You can't argue that the stock market has been accurately telling us since March 9th, 2009, that the US economy was going to rebound from the worst recession and the scariest economy since the 1929-1932 Depression.
Up until this time, the "market" has been pretty much driven by the rebound in corporate profits and the improvement in the economy. On Friday we got the employment report, and even though it was better than expected, the "market" retreated. It is interesting that also on Friday, the price of oil moved up - again - as the speculation and the Middle Eastern rebellions have impacted the news.

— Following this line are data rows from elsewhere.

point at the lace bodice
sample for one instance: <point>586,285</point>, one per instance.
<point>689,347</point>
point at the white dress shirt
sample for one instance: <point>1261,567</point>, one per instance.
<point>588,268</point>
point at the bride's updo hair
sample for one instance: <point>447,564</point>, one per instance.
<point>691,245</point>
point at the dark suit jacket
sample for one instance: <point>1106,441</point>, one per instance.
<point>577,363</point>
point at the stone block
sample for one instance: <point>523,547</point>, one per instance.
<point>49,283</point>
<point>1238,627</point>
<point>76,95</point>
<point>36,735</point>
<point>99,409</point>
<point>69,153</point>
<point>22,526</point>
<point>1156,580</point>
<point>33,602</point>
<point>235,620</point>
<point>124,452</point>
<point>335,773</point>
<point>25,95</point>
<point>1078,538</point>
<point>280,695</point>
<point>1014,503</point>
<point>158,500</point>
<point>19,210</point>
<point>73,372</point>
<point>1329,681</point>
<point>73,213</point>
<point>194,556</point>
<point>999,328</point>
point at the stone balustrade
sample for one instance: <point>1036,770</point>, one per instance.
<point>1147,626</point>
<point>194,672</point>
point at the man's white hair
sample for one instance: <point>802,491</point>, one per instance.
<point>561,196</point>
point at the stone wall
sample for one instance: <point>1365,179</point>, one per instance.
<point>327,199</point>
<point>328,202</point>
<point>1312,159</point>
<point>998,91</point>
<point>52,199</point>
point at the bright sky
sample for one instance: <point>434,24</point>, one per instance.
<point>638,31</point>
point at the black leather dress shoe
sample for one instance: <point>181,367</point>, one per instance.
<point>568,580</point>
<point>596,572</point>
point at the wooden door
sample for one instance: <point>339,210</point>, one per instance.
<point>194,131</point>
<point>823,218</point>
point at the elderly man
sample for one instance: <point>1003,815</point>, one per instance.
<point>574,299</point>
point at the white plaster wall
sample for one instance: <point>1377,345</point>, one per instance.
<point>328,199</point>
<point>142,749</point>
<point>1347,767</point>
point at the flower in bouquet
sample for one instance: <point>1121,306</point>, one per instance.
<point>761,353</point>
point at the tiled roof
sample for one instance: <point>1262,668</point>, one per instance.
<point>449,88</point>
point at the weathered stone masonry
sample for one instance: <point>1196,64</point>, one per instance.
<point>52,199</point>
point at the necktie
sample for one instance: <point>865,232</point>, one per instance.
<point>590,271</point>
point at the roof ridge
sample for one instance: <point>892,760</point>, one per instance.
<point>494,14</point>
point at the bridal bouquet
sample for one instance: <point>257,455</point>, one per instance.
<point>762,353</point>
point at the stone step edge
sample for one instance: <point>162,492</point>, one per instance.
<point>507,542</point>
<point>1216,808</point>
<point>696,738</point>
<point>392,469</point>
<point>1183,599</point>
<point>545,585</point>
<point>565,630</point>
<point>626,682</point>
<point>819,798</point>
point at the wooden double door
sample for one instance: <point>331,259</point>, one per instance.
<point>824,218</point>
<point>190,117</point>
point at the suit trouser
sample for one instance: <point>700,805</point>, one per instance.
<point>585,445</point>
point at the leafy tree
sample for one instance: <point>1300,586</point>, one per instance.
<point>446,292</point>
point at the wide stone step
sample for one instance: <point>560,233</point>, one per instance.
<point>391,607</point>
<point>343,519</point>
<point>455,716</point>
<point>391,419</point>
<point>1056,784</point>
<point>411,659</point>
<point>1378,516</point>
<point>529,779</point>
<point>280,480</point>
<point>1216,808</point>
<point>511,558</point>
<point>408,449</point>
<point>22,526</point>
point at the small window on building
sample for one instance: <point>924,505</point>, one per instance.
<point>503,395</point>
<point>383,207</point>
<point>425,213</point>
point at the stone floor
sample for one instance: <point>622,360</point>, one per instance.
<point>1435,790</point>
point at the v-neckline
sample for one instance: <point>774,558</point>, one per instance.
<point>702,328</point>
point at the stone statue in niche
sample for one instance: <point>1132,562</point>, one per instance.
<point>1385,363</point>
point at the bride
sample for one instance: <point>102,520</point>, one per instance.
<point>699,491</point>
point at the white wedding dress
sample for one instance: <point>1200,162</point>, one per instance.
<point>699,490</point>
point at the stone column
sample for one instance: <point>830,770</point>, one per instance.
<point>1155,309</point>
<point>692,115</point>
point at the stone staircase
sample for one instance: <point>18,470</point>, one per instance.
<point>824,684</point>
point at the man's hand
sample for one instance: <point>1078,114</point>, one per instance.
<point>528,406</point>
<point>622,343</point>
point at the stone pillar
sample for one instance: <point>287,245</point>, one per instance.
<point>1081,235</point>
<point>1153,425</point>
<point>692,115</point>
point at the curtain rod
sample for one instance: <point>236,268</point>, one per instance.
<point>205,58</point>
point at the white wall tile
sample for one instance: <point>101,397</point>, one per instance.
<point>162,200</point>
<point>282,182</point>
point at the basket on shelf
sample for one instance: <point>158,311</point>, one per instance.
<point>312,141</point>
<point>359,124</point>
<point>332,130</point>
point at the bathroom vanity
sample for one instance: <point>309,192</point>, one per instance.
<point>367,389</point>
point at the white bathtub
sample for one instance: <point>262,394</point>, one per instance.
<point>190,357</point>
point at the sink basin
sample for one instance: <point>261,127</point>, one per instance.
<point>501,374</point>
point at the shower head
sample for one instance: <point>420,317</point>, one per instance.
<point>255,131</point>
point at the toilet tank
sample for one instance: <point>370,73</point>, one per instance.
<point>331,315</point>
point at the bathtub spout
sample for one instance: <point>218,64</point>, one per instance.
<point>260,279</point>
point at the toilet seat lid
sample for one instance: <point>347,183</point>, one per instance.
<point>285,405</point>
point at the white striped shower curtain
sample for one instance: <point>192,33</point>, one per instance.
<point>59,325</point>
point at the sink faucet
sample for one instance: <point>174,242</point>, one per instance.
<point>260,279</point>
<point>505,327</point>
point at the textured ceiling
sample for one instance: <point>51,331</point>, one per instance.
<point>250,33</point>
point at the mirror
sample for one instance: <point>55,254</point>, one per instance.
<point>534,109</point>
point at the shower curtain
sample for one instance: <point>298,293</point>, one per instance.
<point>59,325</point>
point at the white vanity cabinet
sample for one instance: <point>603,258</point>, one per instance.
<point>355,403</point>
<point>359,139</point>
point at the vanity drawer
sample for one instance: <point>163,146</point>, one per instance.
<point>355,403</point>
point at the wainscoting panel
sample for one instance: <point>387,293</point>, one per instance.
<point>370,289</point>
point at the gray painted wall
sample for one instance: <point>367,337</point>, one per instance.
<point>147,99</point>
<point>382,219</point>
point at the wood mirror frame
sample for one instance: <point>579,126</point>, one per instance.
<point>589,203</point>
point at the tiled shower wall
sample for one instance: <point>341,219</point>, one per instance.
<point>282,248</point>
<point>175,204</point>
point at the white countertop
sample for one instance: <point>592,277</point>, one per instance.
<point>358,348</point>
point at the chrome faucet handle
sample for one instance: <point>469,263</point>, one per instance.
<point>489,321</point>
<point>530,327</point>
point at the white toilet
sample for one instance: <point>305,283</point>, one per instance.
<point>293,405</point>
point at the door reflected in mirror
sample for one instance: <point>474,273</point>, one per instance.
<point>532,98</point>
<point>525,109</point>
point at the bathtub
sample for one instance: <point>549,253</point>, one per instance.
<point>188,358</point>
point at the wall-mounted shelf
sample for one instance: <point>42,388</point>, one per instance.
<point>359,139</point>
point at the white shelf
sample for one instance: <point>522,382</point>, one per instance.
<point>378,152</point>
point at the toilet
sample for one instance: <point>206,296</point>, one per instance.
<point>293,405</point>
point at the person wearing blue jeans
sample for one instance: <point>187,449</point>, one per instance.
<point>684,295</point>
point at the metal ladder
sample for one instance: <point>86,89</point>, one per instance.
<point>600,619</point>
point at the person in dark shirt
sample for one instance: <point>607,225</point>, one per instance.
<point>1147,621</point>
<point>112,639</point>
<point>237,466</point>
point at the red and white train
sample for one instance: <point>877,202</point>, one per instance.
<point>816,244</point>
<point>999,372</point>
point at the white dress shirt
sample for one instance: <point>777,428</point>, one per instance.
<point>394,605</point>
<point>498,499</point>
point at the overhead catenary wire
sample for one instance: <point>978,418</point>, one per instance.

The price of oil hit a low of $35 a barrel in December 2008 as the stock market was collapsing, and then it moved back up trying to settle in around $90 a barrel as the supply and demand numbers were looking to be in balance. But starting in November of last year, the price of oil began a move upward that escalated sharply last week above $100 a barrel.
It is very interesting that for the first time, the relative strength of the S&P 500 (the market) has had a sharp drop "relative" to the price of oil. This suggests that for the first time since January 2010, the price of oil has to be considered a drag for the market.
So now, how do we relate the price of oil and the battles raging in the Middle East? We don't have a battle component to our asset allocation process. We also don't have a political, earthquake, flood, etc. component. In effect, we believe that Psychology, Monetary and Valuation measure the effect of such variables, but in a quantifiable manner. And today, this is what our model is telling us.
So, our message today is to shield yourself from the horrendous emotional pressures trying to drive you into the bomb shelter. We need a pause to refresh in the short-term, but trying to play these corrections is a fool's game when the long-term potential is so promising.